For employers and employees alike it is becoming apparent that there is a trend of employees leaving their workplaces. In Texas, the at-will doctrine allows an employee to leave for any reason or no reason, but sometimes resignations can be a bit more complicated. For employees it is complicated because resignations can be and should be used strategically rather than a simple decision to leave a job. To use a resignation strategically, there are a few things to consider and think about before pulling the plug.
First and foremost, leaving a job can evoke questions about eligibility for unemployment benefits. In Texas, resignations, except for narrow exceptions related to “good cause connected with the work,” can be fatal to an application for unemployment benefits. While every case is different, resignations likely spell the end for unemployment benefit eligibility. Yet, it ultimately comes down to the Texas Workforce Commission’s decision. Therefore, if unemployment benefits are part of the financial planning underpinning a resignation, it is important to keep this in mind.

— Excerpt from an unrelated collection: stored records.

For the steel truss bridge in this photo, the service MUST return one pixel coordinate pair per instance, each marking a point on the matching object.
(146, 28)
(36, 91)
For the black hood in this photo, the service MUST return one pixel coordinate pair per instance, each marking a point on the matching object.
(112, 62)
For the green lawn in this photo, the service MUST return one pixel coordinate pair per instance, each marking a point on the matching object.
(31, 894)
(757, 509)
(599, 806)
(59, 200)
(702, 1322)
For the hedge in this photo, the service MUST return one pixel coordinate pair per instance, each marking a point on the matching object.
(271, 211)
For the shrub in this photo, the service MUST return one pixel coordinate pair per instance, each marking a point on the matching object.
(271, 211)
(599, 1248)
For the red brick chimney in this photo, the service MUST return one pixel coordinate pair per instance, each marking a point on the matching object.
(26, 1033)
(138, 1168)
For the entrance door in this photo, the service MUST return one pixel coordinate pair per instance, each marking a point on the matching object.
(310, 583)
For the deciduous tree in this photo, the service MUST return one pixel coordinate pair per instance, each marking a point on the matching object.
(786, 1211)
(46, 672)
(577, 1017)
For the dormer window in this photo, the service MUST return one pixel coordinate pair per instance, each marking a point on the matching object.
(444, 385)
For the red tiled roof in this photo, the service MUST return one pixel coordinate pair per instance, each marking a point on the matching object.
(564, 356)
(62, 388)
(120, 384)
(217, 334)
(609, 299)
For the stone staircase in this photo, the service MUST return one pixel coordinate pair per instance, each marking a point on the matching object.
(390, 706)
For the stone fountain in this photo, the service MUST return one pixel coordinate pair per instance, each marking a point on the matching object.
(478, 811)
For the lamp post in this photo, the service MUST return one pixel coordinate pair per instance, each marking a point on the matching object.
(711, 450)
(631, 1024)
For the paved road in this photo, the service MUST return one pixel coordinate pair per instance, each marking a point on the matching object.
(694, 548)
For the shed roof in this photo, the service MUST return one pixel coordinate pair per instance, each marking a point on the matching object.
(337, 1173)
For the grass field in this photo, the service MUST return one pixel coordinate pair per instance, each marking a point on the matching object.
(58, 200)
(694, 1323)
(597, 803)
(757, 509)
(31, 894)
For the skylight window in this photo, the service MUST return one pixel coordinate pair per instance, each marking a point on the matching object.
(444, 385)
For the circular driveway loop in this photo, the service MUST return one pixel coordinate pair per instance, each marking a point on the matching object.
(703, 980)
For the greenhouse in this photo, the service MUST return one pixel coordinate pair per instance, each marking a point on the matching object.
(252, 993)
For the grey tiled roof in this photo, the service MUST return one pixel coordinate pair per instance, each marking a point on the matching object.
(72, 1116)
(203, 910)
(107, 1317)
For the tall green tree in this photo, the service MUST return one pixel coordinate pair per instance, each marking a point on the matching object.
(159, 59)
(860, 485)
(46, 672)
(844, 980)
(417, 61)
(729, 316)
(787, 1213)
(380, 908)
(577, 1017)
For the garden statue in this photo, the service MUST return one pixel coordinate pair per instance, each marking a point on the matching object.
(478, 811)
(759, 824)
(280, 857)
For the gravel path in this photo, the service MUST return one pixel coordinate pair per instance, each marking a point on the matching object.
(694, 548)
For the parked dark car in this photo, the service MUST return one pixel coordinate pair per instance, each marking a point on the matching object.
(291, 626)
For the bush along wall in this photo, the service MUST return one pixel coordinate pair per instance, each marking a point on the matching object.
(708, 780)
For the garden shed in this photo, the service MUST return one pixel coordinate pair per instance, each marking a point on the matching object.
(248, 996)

If unemployment benefits are not a concern or can be overlooked, then resignation becomes a good option to leave an employer on amicable terms. Outside of a contractual obligation, there is generally no notice period requirement on resigning. Nonetheless, there are practical steps to take before submitting a notice of resignation to protect your best interest. By way of example, medical procedures that can be done while health insurance coverage is still fully paid by your employer, figuring out finances in case you cannot find a different job, how a resignation might look at your next employer, and finally, contractual obligations. The contractual obligations can be tricky and are typically governed by an employment contract that an employee signed at the beginning of employment. Contracts that govern resignations or leaving a job without cause sometimes have requirements like a notice period, a method of giving that notice like certified mail to a specific address, or even set out specific information that needs to be in a notice. Some contracts even have promises of severance.